En psychiatrie infanto-juvénile, l’Opéra fait sensation(s)
« Combien d’entre vous sont déjà allés à l’Opéra ? »
Dans l’assemblée, composée d’une vingtaine d’enfants âgés de 8 à 13 ans environ, deux mains se lèvent.
« L’Opéra c’est un peu comme le théâtre. Qui est déjà allé au théâtre ? »
Seulement quatre enfants se signalent. Qu’importe, cela n’empêchera pas Benjamin Clasen (Alto), Stéphane Coutable (Basson) et François Torresani (Violoncelle), de capter l’attention des enfants et de leur communiquer leur passion. Les trois musiciens de l’Orchestre Philharmonique de Marseille sont amis de longue date et ont l’habitude de jouer ainsi en trio. Cela se sent, et cela s’entend. Il y a entre eux une complicité parfaite, une aisance dans l’interprétation mais aussi dans la façon de s’exprimer, d’expliquer avec beaucoup d’intelligence et de simplicité le répertoire, les instruments, le métier de musicien.
Nous sommes à l’Hôpital Sainte-Marguerite, dans l’Unité de Psychopédagogie du service de Psychiatrie infanto-juvénile du Pr Poinso. Une unité composée de 6 classes où travaille, aux côtés des équipes médicales et soignantes du service, une équipe d’enseignants spécialisés de l’Education Nationale. Les enfants accueillis ici souffrent de troubles du spectre autistique, de troubles de l’attention, d’hyperactivité, de troubles anxieux… Certains sont réputés ne jamais tenir en place, d’autres ne s’exprimer qu’en de très rares occasions. Aujourd’hui, à l’occasion de cette rencontre, tous seront à l’écoute, certains participeront activement, poseront des questions, réaliseront qu’ils connaissent en fait, sans le savoir, de nombreux airs et mélodies (Boléro de Ravel, Traviata de Verdi…).
« Eh oui, l’Opéra aussi a donné de véritables tubes ! »
Souvent les enfants se laissent emporter par la fougue du rythme et la virtuosité des musiciens. En l’espace de 45 minutes, ces derniers feront vivre aux enfants un formidable panel d’expériences : variations de tempo et d’intensité, nuances, explorations sonores en parcourant les possibilités offertes par les instruments, avec parfois des techniques étonnantes comme la respiration circulaire au basson…
Après une vingtaine de minutes, à la fin d’un morceau, un enfant qui n’avait jusque-là rien dit lève la main et fait cette remarque qui surprend tout le monde par sa justesse, que ce soient les musiciens eux-mêmes ou les enseignants spécialisés présents :
« Quand vous chantez des instruments, on dirait qu’ils ont des sentiments. Des fois c’est la joie, des fois la tristesse, la colère… »

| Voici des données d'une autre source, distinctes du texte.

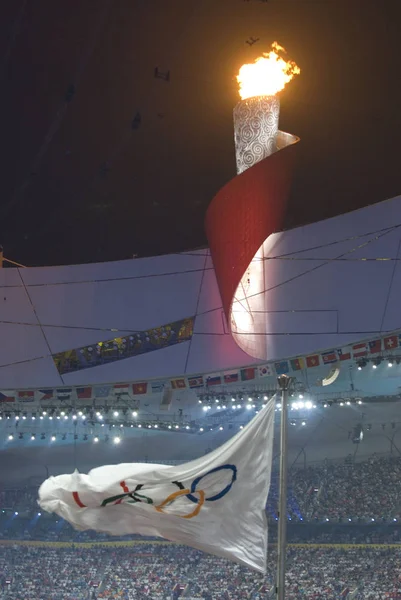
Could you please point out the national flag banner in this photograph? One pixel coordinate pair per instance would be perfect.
(282, 367)
(231, 377)
(182, 503)
(102, 391)
(344, 353)
(391, 342)
(7, 396)
(156, 387)
(297, 364)
(45, 394)
(329, 357)
(265, 371)
(26, 396)
(121, 389)
(375, 346)
(312, 361)
(167, 398)
(64, 393)
(248, 374)
(84, 393)
(359, 350)
(213, 379)
(140, 388)
(195, 382)
(178, 384)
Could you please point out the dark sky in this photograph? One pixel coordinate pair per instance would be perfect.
(78, 184)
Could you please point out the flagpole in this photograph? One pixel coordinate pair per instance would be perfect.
(284, 383)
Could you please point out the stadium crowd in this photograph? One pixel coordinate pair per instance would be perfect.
(365, 491)
(167, 571)
(344, 533)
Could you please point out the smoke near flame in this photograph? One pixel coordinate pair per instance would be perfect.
(267, 75)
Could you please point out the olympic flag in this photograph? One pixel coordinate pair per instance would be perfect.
(215, 503)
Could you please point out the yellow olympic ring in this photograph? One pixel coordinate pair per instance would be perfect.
(176, 495)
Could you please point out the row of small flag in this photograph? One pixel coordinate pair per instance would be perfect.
(361, 350)
(356, 351)
(127, 390)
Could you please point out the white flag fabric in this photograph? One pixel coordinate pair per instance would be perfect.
(215, 503)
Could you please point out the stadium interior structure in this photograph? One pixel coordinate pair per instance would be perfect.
(135, 360)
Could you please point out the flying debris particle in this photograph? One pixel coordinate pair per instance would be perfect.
(165, 75)
(104, 169)
(136, 121)
(251, 41)
(70, 93)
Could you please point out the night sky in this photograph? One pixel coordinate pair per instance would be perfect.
(82, 182)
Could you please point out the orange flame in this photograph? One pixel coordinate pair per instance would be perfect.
(267, 75)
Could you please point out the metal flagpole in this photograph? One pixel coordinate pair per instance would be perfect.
(284, 383)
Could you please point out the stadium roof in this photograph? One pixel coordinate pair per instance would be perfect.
(104, 157)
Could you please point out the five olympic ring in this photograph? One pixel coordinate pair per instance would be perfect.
(134, 497)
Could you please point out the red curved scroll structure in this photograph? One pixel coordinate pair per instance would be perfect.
(241, 217)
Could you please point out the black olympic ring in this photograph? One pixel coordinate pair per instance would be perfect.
(135, 497)
(223, 492)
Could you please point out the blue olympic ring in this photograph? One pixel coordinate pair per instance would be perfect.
(223, 492)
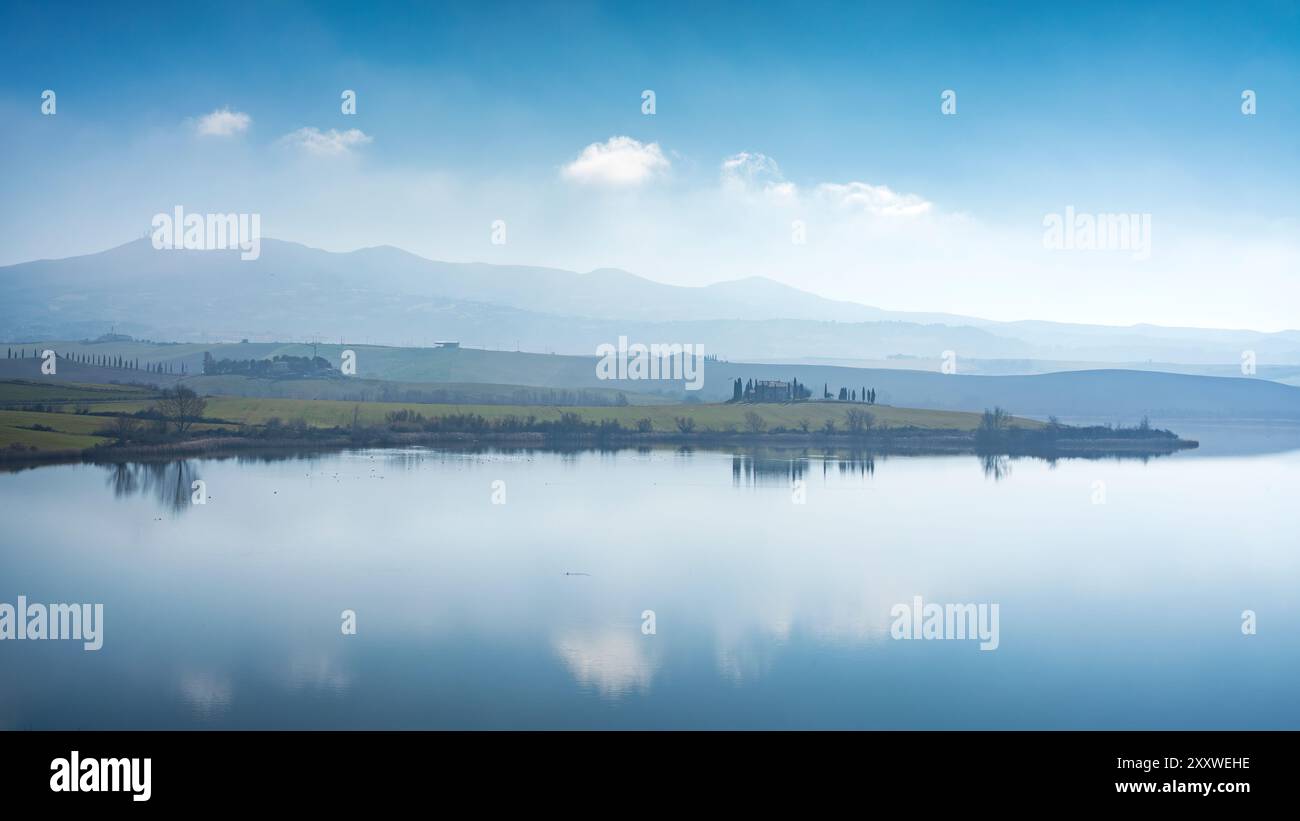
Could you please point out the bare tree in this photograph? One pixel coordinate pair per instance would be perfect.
(124, 428)
(181, 407)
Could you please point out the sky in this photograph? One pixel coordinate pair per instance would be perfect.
(802, 142)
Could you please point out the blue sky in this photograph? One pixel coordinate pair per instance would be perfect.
(476, 112)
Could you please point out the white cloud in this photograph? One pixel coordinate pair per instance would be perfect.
(618, 161)
(750, 168)
(874, 199)
(222, 122)
(332, 143)
(757, 173)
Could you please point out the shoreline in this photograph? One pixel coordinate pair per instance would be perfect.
(917, 442)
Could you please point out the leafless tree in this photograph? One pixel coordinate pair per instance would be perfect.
(181, 407)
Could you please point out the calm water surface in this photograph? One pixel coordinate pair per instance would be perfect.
(767, 613)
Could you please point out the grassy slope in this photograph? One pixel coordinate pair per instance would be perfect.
(74, 430)
(326, 413)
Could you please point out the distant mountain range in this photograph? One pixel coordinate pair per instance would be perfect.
(386, 295)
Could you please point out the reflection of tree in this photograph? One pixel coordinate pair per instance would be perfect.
(996, 467)
(750, 469)
(169, 482)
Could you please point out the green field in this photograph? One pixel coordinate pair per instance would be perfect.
(22, 392)
(74, 430)
(329, 413)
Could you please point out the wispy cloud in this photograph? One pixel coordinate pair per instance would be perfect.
(222, 122)
(874, 199)
(332, 143)
(618, 161)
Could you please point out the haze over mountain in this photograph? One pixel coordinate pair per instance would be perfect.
(386, 295)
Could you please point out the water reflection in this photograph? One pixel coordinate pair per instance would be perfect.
(170, 483)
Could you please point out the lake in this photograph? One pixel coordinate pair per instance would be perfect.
(503, 589)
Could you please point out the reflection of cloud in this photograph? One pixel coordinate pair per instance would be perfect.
(745, 650)
(612, 663)
(206, 694)
(317, 673)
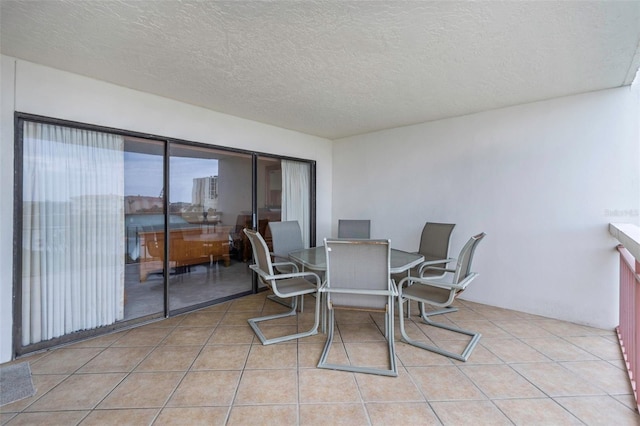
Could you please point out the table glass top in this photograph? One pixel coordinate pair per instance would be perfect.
(315, 258)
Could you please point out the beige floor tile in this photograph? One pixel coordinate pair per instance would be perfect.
(43, 384)
(59, 418)
(309, 354)
(412, 356)
(629, 400)
(193, 416)
(510, 350)
(268, 387)
(599, 346)
(206, 388)
(368, 354)
(366, 332)
(78, 392)
(565, 329)
(536, 411)
(438, 334)
(523, 329)
(272, 331)
(144, 336)
(322, 386)
(444, 383)
(230, 335)
(284, 355)
(602, 374)
(500, 381)
(333, 414)
(480, 356)
(143, 390)
(5, 417)
(212, 373)
(349, 317)
(275, 415)
(99, 342)
(114, 360)
(64, 360)
(600, 410)
(486, 328)
(202, 319)
(185, 336)
(472, 413)
(555, 380)
(250, 303)
(559, 349)
(374, 388)
(222, 357)
(401, 413)
(169, 358)
(238, 318)
(139, 416)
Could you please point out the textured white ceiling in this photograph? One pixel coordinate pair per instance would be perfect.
(334, 68)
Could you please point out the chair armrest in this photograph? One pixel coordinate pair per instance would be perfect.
(439, 283)
(293, 265)
(276, 277)
(428, 264)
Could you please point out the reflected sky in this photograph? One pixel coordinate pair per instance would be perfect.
(143, 175)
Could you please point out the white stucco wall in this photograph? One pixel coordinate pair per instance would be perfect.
(52, 93)
(543, 180)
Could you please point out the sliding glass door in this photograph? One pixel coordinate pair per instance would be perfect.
(119, 228)
(209, 205)
(72, 231)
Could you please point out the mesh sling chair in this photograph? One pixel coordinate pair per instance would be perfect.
(285, 238)
(292, 285)
(354, 228)
(438, 292)
(434, 246)
(358, 278)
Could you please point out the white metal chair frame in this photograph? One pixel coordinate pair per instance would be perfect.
(292, 285)
(441, 293)
(327, 290)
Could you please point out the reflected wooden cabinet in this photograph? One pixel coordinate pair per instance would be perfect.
(186, 247)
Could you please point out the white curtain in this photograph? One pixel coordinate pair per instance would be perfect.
(295, 195)
(73, 231)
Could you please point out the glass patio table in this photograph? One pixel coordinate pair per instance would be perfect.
(314, 258)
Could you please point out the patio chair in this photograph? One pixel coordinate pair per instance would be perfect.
(354, 228)
(286, 237)
(434, 246)
(358, 278)
(292, 285)
(438, 292)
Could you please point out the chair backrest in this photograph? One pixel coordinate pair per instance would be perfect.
(354, 228)
(286, 237)
(434, 242)
(261, 255)
(360, 265)
(463, 266)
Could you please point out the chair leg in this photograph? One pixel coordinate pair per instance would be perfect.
(424, 313)
(475, 337)
(253, 322)
(392, 371)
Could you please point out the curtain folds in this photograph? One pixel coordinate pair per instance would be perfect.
(295, 195)
(73, 231)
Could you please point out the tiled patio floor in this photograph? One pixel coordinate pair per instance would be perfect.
(207, 367)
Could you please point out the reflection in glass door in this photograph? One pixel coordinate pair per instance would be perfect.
(210, 204)
(144, 227)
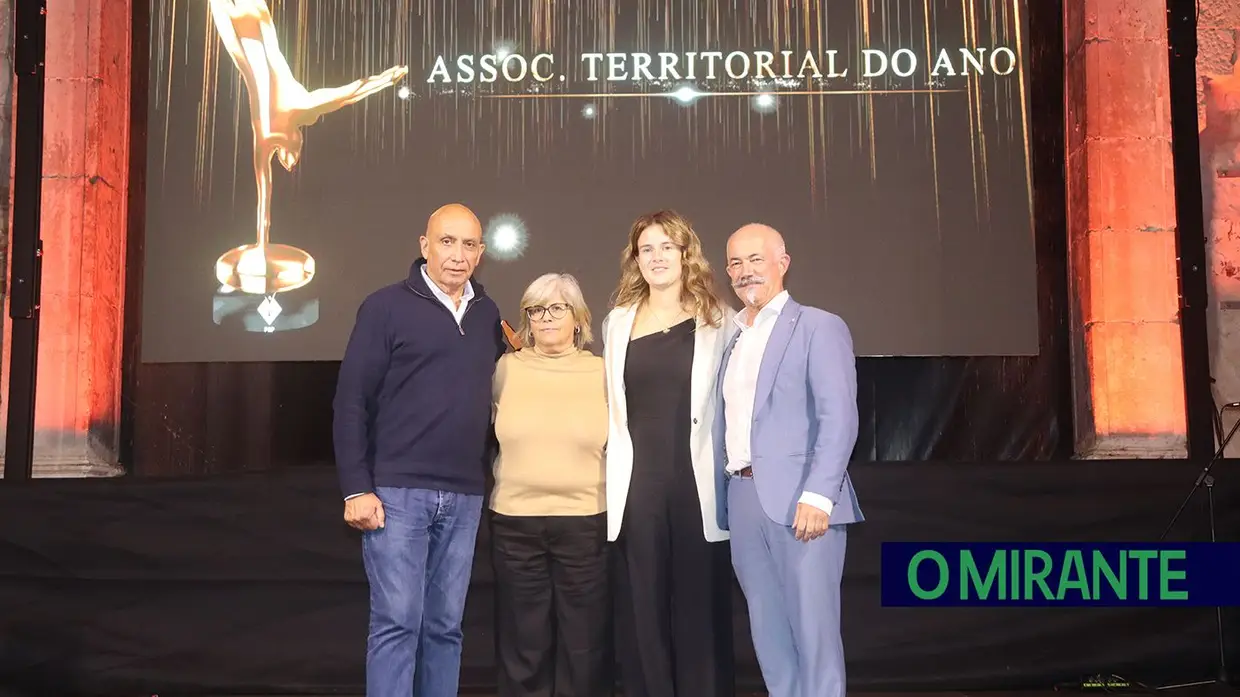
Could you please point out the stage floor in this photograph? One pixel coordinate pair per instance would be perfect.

Bien sûr, à plusieurs moments aussi, l’attention de quelques-uns se relâche. Ils trépignent un peu, regardent ailleurs et n’ont plus la même écoute. Mais les musiciens parviennent toujours à restaurer le lien, alternant temps de parole et interprétation, faisant preuve d’une grande finesse et d’une adaptabilité permanente dans cet exercice de funambulisme si particulier. Et au fond il y a là de leur part, du début à la fin, un magnifique travail d’improvisation.
Juste avant la fin, les musiciens proposent à quelques enfants de devenir leur chef d’orchestre. Par les mouvements de leurs bras, ils marquent le rythme, avec des gestes amples ou mesurés ils font varier l’intensité sonore. Ils peuvent suspendre les sons, les relancer, jouer en quelques instants seulement d’une étonnante variété de paramètres et en saisir les subtilités. Ce sont eux qui dirigent !
Benjamin Clasen propose aussi à un enfant de poser sa main à plat contre le dos de l’alto, alors que l’archet se déplace sur les cordes, pour ressentir les vibrations se propager dans son corps.
Qui d’entre nous a déjà eu l’occasion de vivre semblables expériences ? Grâce au partenariat culturel entre l’Opéra Municipal de Marseille et l’AP-HM, les enfants suivis à l’Unité de Psychopédagogie auront eu cette chance.